Full details and messaging below from the Federation of Canadian Municipalities, but click here to skip to the questionnaire.
Call to action: Participate in the CRTC’s consultation, “Let’s Talk Broadband Internet!”
FCM is participating in a landmark federal consultation on the future of broadband Internet access in Canada – an issue that has been a longstanding priority for the Rural Forum and the Northern and Remote Forum. As part of the consultation, the Canadian Radio-television and Telecommunications Commission (CRTC) is now inviting Canadians to share their views on the telecommunications services they need to participate in the digital economy.
The CRTC has released a short questionnaire for Canadians to complete and to share their views on the telecommunications services available in their region. Considering the importance of this consultation, we encourage members to complete the questionnaire to highlight their communities’ challenges in accessing affordable and reliable broadband service. Canadians who cannot access the questionnaire online may call 1-877-249-2782 to fill it out over the phone with an agent or to request a paper copy. The responses to the questionnaire (online, phone, fax or mail) must be completed and received by the CRTC by February 29, 2016.
We also encourage you to submit an intervention to the CRTC by February 8, 2016. You can submit comments by:
- filling out the online form;
- writing to the Secretary General, CRTC, Ottawa, Ontario K1A ON2; or
- sending a fax to (819) 994-0218.
Should you decide to make a submission and/or participate in the questionnaire, please refer to the prepared key messages below.

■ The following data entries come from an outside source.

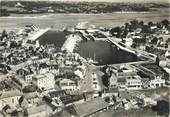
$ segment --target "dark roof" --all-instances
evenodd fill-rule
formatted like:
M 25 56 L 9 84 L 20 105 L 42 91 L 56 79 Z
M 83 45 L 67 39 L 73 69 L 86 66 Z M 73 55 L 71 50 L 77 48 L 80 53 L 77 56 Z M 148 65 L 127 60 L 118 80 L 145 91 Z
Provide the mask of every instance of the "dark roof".
M 108 106 L 109 103 L 105 102 L 104 99 L 97 98 L 81 104 L 76 104 L 74 108 L 79 116 L 85 117 L 107 108 Z
M 124 83 L 124 82 L 126 82 L 126 78 L 118 78 L 117 82 Z
M 109 88 L 105 90 L 106 93 L 118 93 L 118 88 Z
M 69 103 L 73 103 L 75 101 L 79 101 L 84 99 L 83 95 L 67 95 L 64 97 L 60 97 L 60 100 L 64 103 L 64 104 L 69 104 Z
M 54 97 L 63 97 L 63 96 L 66 95 L 66 91 L 65 90 L 52 91 L 52 92 L 49 92 L 48 94 L 49 94 L 49 96 L 51 98 L 54 98 Z

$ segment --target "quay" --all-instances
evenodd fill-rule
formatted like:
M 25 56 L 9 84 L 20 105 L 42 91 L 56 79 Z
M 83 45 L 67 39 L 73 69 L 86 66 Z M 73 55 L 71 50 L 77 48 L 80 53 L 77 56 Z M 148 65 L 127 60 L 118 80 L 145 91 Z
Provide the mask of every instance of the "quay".
M 39 29 L 36 32 L 33 32 L 31 35 L 28 36 L 27 40 L 35 41 L 38 39 L 40 36 L 42 36 L 44 33 L 49 31 L 50 28 L 45 28 L 45 29 Z
M 71 34 L 67 37 L 67 40 L 64 42 L 61 47 L 61 51 L 66 50 L 67 52 L 73 52 L 78 41 L 81 41 L 81 37 L 78 35 Z

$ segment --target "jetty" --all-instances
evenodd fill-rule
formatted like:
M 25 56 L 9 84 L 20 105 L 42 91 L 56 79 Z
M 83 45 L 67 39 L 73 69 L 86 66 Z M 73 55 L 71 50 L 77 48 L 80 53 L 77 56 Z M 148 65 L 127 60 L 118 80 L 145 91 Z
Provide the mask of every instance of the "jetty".
M 32 34 L 30 34 L 28 36 L 27 40 L 31 40 L 33 42 L 49 30 L 50 30 L 50 28 L 39 29 L 38 31 L 35 31 Z
M 73 52 L 75 46 L 77 45 L 77 42 L 81 40 L 81 37 L 75 34 L 67 36 L 67 40 L 61 47 L 61 51 Z

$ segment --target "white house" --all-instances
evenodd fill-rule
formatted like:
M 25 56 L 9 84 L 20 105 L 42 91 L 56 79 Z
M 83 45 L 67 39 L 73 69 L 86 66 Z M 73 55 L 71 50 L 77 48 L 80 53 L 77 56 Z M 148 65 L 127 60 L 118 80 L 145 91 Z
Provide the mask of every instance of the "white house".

The consultation is part of a comprehensive review of the CRTC’s policies for basic telecommunications services, launched in April 2015. The review is examining what services Canadians require to participate meaningfully in the digital economy and what prices Canadians should pay for these services. In particular, the CRTC will assess whether to expand its basic service objective by requiring service providers to ensure universal access to affordable, high-quality broadband Internet services.

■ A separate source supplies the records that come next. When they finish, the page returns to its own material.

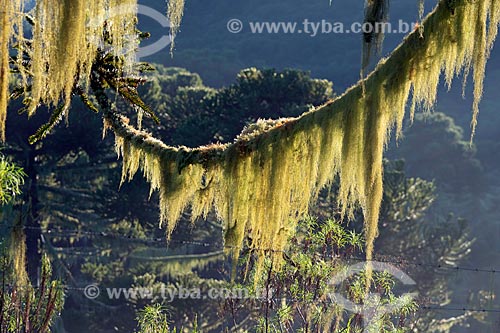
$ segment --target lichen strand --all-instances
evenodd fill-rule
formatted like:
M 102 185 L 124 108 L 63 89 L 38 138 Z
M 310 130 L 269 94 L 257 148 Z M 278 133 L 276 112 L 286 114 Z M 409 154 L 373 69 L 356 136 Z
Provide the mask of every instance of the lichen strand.
M 0 0 L 0 140 L 5 140 L 5 120 L 9 98 L 9 46 L 11 36 L 22 34 L 22 0 Z
M 125 57 L 125 67 L 135 60 L 134 31 L 137 1 L 39 0 L 36 3 L 30 70 L 33 74 L 31 103 L 69 106 L 75 84 L 86 86 L 98 47 L 104 45 L 104 31 L 112 52 Z M 26 84 L 29 82 L 25 82 Z
M 318 191 L 338 175 L 343 214 L 352 216 L 358 205 L 363 210 L 366 255 L 371 259 L 382 200 L 382 157 L 390 132 L 395 128 L 400 135 L 410 98 L 425 111 L 433 107 L 442 72 L 451 82 L 472 69 L 476 89 L 481 90 L 499 3 L 467 1 L 450 10 L 441 2 L 425 20 L 423 34 L 412 33 L 382 60 L 366 78 L 363 91 L 358 84 L 299 118 L 275 122 L 258 134 L 253 130 L 230 145 L 188 149 L 158 141 L 147 144 L 154 139 L 115 126 L 124 177 L 142 166 L 152 188 L 160 190 L 167 234 L 186 207 L 192 207 L 194 220 L 214 206 L 224 222 L 226 246 L 236 257 L 247 245 L 258 262 L 270 256 L 278 268 L 280 251 L 297 221 Z M 481 96 L 474 97 L 477 105 Z

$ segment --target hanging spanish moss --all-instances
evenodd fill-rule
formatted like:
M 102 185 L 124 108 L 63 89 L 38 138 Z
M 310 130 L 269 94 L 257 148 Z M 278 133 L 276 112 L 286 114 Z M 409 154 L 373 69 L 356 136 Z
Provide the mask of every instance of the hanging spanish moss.
M 184 4 L 185 0 L 168 0 L 167 17 L 170 21 L 170 34 L 172 37 L 171 52 L 174 49 L 175 36 L 179 32 L 182 16 L 184 15 Z
M 16 286 L 29 285 L 28 273 L 26 272 L 26 236 L 21 222 L 12 228 L 9 239 L 9 259 L 12 262 L 13 275 L 16 277 Z
M 129 48 L 136 45 L 136 7 L 136 0 L 37 1 L 30 114 L 40 102 L 57 104 L 62 99 L 69 106 L 74 85 L 85 84 L 104 38 L 111 42 L 114 55 L 131 54 Z
M 9 48 L 18 47 L 17 68 L 27 87 L 28 113 L 32 115 L 40 103 L 62 102 L 67 112 L 75 85 L 86 87 L 98 48 L 112 45 L 113 55 L 123 56 L 125 69 L 130 69 L 138 45 L 137 0 L 38 0 L 33 10 L 31 43 L 26 42 L 22 30 L 26 18 L 23 3 L 0 0 L 2 139 L 9 96 Z M 29 54 L 30 64 L 21 61 L 22 52 Z
M 128 126 L 101 100 L 123 156 L 123 180 L 143 170 L 151 190 L 160 192 L 161 223 L 168 235 L 184 209 L 191 207 L 195 220 L 215 207 L 224 222 L 226 247 L 236 257 L 247 245 L 279 267 L 280 251 L 297 221 L 338 175 L 342 213 L 352 216 L 357 206 L 364 212 L 370 260 L 382 200 L 382 156 L 391 130 L 400 135 L 409 99 L 412 113 L 415 107 L 433 107 L 442 72 L 451 83 L 469 69 L 474 72 L 475 126 L 499 5 L 500 0 L 440 2 L 425 20 L 423 34 L 410 34 L 364 80 L 364 92 L 360 83 L 299 118 L 261 120 L 229 145 L 169 147 Z
M 363 53 L 361 63 L 361 78 L 373 56 L 373 49 L 381 52 L 384 41 L 382 26 L 387 22 L 389 0 L 367 0 L 365 4 L 365 20 L 363 31 Z
M 9 46 L 12 35 L 22 34 L 22 0 L 0 0 L 0 140 L 5 140 L 9 96 Z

FCM’s July 2015 submission calls for universal access to affordable and reliable high-speed Internet and highlights the significant barriers faced by communities in both rural and northern Canada. In particular, FCM recommended that the CRTC expand its basic service objective to guarantee long-term, reliable broadband connectivity across Canada and to continually evaluate its broadband speed targets to reflect technological advancements and evolving user needs. FCM is ready to continue this discussion with the CRTC through the next phase of the consultation, including a public hearing scheduled for April 2016.
What telecommunications services do Canadians consider necessary to participate in the digital economy?

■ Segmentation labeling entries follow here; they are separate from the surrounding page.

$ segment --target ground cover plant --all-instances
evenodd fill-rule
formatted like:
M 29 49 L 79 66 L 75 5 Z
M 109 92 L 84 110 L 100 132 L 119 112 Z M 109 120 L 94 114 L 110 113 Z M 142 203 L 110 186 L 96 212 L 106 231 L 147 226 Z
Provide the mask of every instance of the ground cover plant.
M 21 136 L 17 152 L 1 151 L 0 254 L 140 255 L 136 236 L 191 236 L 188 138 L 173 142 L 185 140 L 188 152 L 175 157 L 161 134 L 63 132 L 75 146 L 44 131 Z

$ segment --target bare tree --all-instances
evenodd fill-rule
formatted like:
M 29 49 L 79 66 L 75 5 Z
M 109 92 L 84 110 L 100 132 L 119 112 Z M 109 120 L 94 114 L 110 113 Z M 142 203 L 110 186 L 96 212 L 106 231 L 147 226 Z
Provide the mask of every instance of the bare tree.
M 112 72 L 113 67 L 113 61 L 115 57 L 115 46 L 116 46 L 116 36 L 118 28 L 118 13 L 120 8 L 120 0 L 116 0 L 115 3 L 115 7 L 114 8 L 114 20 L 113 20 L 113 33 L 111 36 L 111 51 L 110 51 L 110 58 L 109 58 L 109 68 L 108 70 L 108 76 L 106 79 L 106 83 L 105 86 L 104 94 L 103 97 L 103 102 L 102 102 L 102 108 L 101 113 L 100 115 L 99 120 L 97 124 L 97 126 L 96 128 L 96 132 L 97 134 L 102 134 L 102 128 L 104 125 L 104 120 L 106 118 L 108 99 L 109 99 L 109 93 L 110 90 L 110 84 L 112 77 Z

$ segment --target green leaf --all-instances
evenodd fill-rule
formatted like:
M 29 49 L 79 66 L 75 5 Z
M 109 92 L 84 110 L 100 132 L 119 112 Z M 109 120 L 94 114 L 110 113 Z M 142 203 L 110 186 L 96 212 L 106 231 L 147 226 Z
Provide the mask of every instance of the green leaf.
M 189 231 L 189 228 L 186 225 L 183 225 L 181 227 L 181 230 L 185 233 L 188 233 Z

- One of the greatest barriers to participation in the digital economy is lack of broadband access and poor uploading and downloading speeds. Broadband Internet access has become fundamental to modern life, and has the power to transform rural and northern Canada. Networks contribute to economic growth by improving productivity, providing new services, supporting innovation, and improving market access. Ensuring universal access to high-speed Internet will support economic development and attract and retain young talent in Canada’s rural, remote and northern communities.
Should the prices for telecommunications services in Canada be similar between urban and non-urban areas?
- The federal government must ensure universal access to affordable high-speed at speeds and prices comparable to Canada’s peers in the United States, Europe and elsewhere.
What upload and download speeds for broadband Internet service would meet Canadians’ needs?
- The Commission’s current target speeds for broadband – a minimum of 5 Mbps download and 1 Mbps upload – are no longer sufficient to meet the minimum needs of Canadians, and compare poorly to targets established internationally. We recommend that the CRTC continually re-evaluate its broadband speed targets to reflect technological advancements, changes in user needs, traffic, and network capacity.